ITを活用して水槽の状況を“見える化”。そのデータをもとに、就労支援の利用者が水槽管理や清掃を行います

▽女性従業員は…
「サンゴに関する知識も増えるんですけど、愛着もすごく湧くので楽しいです」

「身近にあるはずのサンゴがこんなにいろいろ、1個1個も全部種類が違っていたり。環境問題とかに意識が向いてくる」

豊かな海を目指す「里海珊瑚プロジェクトは」今年4月、自治体や漁協の協力を得て、サンゴの苗を採取した豊見城市の沖合で植えつけ作業が行われました。

陸上養殖されたサンゴを植え付け(提供 サンクスラボ)



漁業関係者は、今後成長したサンゴがイカの産卵場所になるなど海洋資源の回復に期待を寄せています。

オフィス内の水槽で育つサンゴ



▽漁業関係者
「サンゴの取り組みをやることによって、海も綺麗になってそれで僕らが漁業として取っていく、イカ類が寄ってくる可能性があるってこと聞いたらどちらもいいかなと思った」

サンクスラボでは、子どもたちにこうしたサンゴの現状を知ってもらいたいと苗づくり体験なども行っています。

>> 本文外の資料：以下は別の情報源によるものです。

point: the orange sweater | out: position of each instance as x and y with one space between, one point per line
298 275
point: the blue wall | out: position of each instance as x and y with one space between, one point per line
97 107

ITと福祉を掛け合わせたサンゴの保全と就労支援の両立は、SDGsの目標につながっています。

サンゴを育てる従業員

SDGS<3> すべての人に健康と福祉を
SDGS<14> 海の豊かさを守ろう

▽サンクスラボ 米澤優希さん
「人工的なアシストを通して珊瑚の養殖というのを行っているんですけれども、そのアシストをより強化していくという点では大学や研究機関との連携も強めていけたら、と考えております。今後は多くの漁業関係とも同じようにパートナーシップを締結し、より多くの地でサンゴの保全事業を展開できたらいいなと」

オフィス育ちのサンゴを沖縄の海へ。豊かな環境を未来に残す取り組みが進んでいます。

サンクスラボでは今年5月、オフィスでサンゴの産卵にも成功しました。水槽でのサンゴの養殖で産卵に至る例は多くないことから、得られたデータを活用して次のチャレンジに繋げたいと意気込んでいます。